11. Soberana (Wilson das Neves e Paulo César Pinheiro): “Wilson das Neves novamente. Essa música eu me lembro de Paulinho, ele não só me mostrou, mas ele dançou, me mostrando como eu devia fazer no palco com minha saia. Foi a maneira mais poética, mais romântica, mais soberana que eu vi um homem falar de uma mulher. Eu acho que qualquer mulher no mundo dava qualquer coisa para ser essa mucama à qual ele se referiu. Ela “nunca foi mucama de qualquer laia”. É a música que mais mexe comigo no disco. É a minha música! Eu sou apaixonada… As pessoas perguntam “qual é a música de trabalho?” Eu só digo Soberana. Eu sei que existe essa mulher, até por que eu sei de muitas mulheres que são soberanas. Mas você chega a duvidar, de tão incrível que ela é, você se pergunta, “é tudo isso?”, por que sempre escapa algo, ela é incrível”.

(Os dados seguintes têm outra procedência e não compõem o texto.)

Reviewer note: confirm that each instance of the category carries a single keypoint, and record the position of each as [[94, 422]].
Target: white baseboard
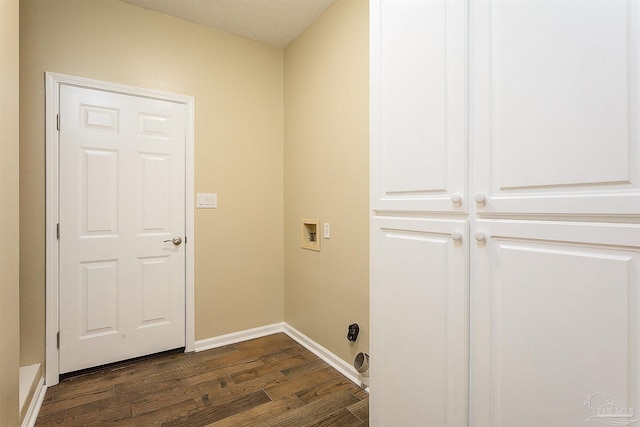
[[235, 337], [34, 407], [334, 361]]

12. Ava Canindé (Paulo César Pinheiro): “Foi um Divino Espírito Santo que foi trazido para mim. Luciana mandou propositalmente, pois sabia que eu fui imperatriz na infância [em festejos do Divino, em Pinheiro, pagando promessas de sua mãe]. Eu sempre falo que vejo as mulheres indo para as festas do divino, as caixeiras, as arrumadoras da bandeira, e ela fala da simplicidade e da organização dessa festa. O dia a dia, como as pessoas se vestem, como chegam, descreve a cidade, a igrejinha. E João Lyra trouxe o que há de mais surpresa no disco, o arranjo dessa música. Para quase todos os músicos ela é a mais forte. João não conhecia a batida do Divino Espírito Santo, e no entanto ele trouxe sopros, viola. Ficou muito linda, simples, nostálgica. Para eu conseguir cantá-la do jeito que eu cantei eu me imaginava com João e Paulinho, em um morro bem alto, olhando lá de cima para esta cidade e cantando”.

13. São Luís do Maranhão (Paulo César Pinheiro): “A maneira como Paulo descreve o Maranhão, a impressão que a gente tem é a de que ele estava aqui, e de uma maneira também muito cinematográfica. Você consegue ver o boi de uma forma tão simples. Cantar minha terra foi uma honra, com a letra dele, então. E ele não conhece. Conhece através de Josué Montello e é capaz de conhecer até mais que eu, por que Paulinho quando vai em um assunto, ele vai fundo, vai além, muito além… Pra mim foi um presente, ele interferiu nesse arranjo, ele estava presente nessa gravação, acompanhou de perto [o saudoso parceiro João Nogueira era, até então, o último artista visitado por Paulo César Pinheiro em estúdio durante a gravação de um disco]. E nada como o nosso mestre Arlindo Carvalho para dirigir e dar esse toque de Boi de Pindaré. Ela fecha o disco, fecha com minha terra, fecha onde nasci, fecha com São Luís”.